Published 17 Sep 2025 in physics.ed-ph, hep-ex, hep-ph, and nucl-ex | (2509.13924v1)

Abstract: The evolution of light theories began with Isaac Newton's corpuscular model, which explained reflection and refraction but could not account for diffraction and interference. In contrast, Christiaan Huygens proposed a wave theory, explaining light's behavior through an ether-based medium, supported by his principle that each point in a wavefront acts as a secondary source. This idea was experimentally supported in the early nineteenth century when Thomas Young's double-slit experiment revealed an interference pattern, affirming light's wave nature. Later, James Clerk Maxwell unified electricity and magnetism, establishing light as an electromagnetic wave and extending the electromagnetic spectrum beyond visible light.

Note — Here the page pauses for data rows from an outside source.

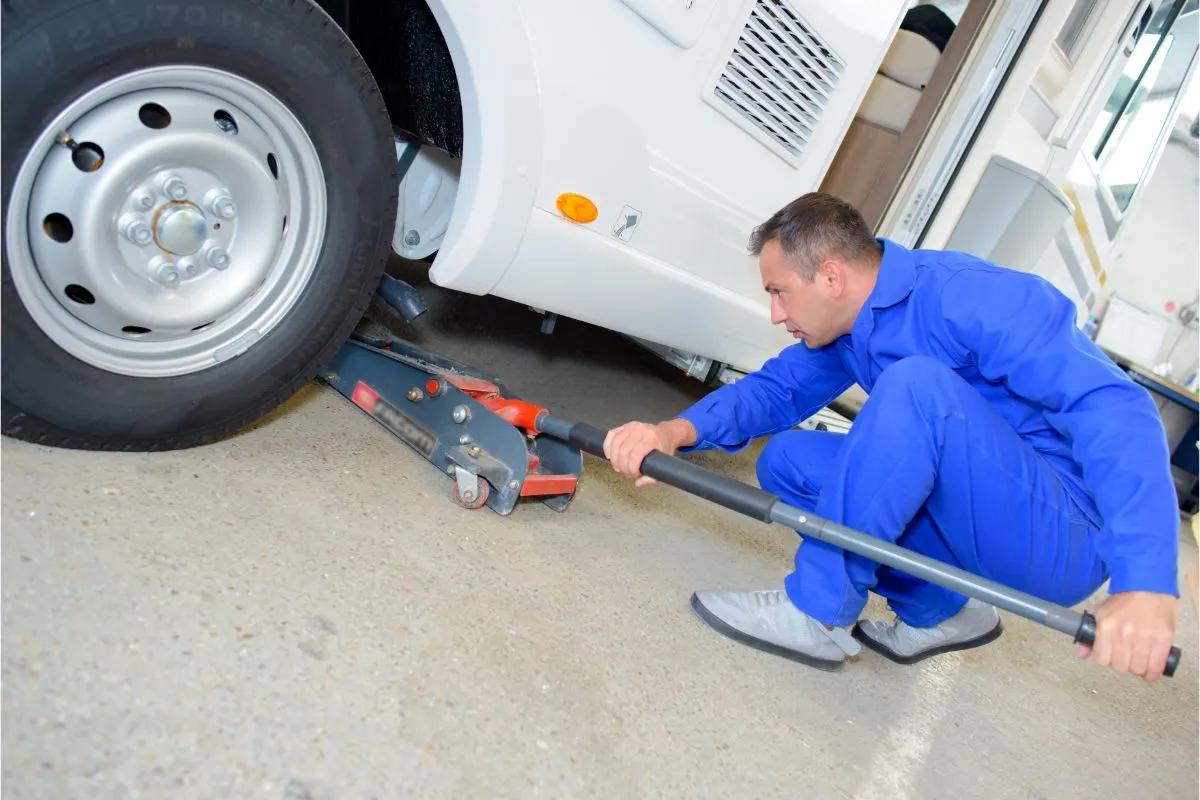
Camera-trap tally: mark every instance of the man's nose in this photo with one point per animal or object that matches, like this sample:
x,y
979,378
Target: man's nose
x,y
778,316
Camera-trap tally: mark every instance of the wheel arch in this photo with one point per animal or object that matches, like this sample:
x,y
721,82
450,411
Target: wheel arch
x,y
460,76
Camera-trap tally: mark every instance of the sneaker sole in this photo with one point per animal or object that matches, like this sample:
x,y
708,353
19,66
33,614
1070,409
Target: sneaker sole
x,y
892,655
727,630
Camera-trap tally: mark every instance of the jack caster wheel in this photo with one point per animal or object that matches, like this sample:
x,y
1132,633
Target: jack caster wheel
x,y
474,498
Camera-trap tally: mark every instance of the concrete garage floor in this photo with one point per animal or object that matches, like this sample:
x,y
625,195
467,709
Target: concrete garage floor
x,y
300,613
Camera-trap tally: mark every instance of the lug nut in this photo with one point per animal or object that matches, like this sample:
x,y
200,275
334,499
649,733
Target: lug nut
x,y
165,272
173,186
225,208
217,257
137,232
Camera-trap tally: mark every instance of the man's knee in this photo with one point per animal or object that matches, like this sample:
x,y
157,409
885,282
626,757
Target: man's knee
x,y
795,461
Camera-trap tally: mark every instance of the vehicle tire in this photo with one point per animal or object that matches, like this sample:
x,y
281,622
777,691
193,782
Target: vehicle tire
x,y
252,143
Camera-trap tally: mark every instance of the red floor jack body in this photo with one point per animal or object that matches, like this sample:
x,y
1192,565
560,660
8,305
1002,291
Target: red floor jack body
x,y
462,421
499,449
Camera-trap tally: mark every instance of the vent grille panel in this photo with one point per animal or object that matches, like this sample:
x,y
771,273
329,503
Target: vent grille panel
x,y
779,77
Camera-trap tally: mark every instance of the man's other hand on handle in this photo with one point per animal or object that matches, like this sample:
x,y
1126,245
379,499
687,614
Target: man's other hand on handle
x,y
628,445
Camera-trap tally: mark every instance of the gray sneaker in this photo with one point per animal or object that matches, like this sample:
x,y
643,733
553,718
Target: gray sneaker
x,y
768,621
976,625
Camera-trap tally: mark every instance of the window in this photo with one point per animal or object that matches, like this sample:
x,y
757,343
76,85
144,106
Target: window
x,y
1132,122
1075,29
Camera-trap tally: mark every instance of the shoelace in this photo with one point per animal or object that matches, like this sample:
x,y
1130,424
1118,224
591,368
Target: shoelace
x,y
847,643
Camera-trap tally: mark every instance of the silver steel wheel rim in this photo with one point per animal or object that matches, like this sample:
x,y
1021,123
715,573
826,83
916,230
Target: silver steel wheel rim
x,y
186,241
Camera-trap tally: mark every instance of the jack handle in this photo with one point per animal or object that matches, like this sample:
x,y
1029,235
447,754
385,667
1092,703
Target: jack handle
x,y
767,507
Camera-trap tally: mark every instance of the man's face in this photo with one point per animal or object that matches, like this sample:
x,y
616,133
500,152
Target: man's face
x,y
809,311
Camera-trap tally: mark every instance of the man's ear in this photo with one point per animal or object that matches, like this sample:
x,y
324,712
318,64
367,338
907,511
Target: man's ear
x,y
832,276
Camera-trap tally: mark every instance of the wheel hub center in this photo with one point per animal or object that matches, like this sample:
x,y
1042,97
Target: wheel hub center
x,y
181,229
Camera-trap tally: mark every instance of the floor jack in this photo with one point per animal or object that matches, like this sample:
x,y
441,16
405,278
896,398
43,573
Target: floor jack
x,y
499,449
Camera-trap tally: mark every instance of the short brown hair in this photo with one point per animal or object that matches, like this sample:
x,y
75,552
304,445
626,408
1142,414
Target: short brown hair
x,y
815,227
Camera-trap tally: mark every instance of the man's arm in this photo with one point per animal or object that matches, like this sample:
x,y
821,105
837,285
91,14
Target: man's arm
x,y
787,390
1020,330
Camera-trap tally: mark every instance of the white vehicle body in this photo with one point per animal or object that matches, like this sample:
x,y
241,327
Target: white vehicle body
x,y
617,101
199,203
598,100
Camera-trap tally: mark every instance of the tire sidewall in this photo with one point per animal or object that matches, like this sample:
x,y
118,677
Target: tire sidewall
x,y
54,52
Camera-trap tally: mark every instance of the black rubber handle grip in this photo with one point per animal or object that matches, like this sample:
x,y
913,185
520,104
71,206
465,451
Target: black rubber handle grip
x,y
1086,635
723,491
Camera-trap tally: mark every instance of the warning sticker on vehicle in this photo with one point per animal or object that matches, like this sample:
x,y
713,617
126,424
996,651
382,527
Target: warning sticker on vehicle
x,y
391,417
627,223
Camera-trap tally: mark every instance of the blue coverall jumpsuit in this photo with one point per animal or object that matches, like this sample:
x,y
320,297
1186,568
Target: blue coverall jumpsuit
x,y
996,437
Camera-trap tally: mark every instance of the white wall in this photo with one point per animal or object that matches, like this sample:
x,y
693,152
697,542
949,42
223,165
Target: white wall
x,y
1157,256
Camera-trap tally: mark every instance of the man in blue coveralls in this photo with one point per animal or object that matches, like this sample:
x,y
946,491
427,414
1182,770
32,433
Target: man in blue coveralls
x,y
996,438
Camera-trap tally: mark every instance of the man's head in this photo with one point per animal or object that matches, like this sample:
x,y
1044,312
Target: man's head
x,y
819,263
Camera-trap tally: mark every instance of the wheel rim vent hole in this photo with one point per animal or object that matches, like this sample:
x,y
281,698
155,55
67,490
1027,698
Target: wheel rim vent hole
x,y
58,227
79,294
226,122
88,156
154,115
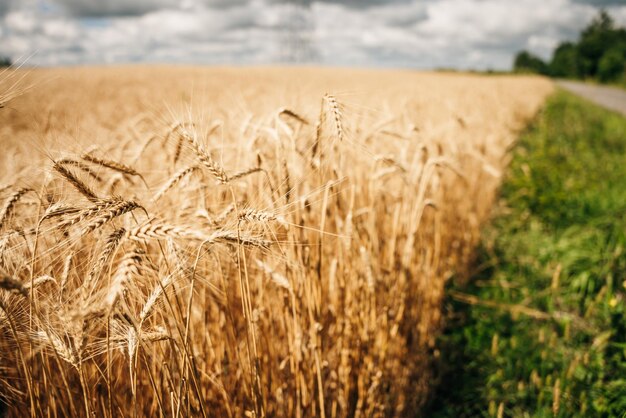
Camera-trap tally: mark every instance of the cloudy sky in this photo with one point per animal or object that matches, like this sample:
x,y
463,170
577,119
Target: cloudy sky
x,y
382,33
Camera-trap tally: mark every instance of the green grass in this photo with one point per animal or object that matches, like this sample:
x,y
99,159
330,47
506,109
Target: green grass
x,y
556,249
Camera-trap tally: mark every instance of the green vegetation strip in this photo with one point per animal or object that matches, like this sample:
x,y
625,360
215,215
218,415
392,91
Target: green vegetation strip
x,y
541,330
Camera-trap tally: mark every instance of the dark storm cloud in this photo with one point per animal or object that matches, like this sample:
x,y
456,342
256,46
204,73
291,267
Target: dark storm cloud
x,y
417,33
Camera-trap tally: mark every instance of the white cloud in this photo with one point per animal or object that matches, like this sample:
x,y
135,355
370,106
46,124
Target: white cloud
x,y
429,33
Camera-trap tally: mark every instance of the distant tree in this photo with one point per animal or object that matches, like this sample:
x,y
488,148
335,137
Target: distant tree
x,y
595,40
612,65
527,62
565,61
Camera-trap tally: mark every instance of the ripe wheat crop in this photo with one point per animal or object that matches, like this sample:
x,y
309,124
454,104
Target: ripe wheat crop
x,y
239,242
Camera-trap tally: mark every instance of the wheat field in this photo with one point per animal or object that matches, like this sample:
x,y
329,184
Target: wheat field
x,y
180,241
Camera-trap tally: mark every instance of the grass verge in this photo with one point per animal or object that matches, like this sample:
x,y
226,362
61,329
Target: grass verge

In the twentieth century, Einstein's photoelectric effect introduced the concept of wave-particle duality, demonstrating that light behaves as discrete photons. Soon after, Louis de Broglie extended the idea of wave-particle duality to matter, a prediction confirmed in 1927 when Clinton Davisson and Lester Germer observed electron diffraction from a crystal and, independently, G.P. Thomson demonstrated electron diffraction through thin films, both proving that electrons also exhibit wave-like properties. This concept was dramatically visualized by Claus Jonsson's 1961 electron double-slit experiment. Recently, the ALICE collaboration observed quantum interference patterns at the femtometer scale in ultra-relativistic nuclear collisions, pushing quantum interference studies to new frontiers.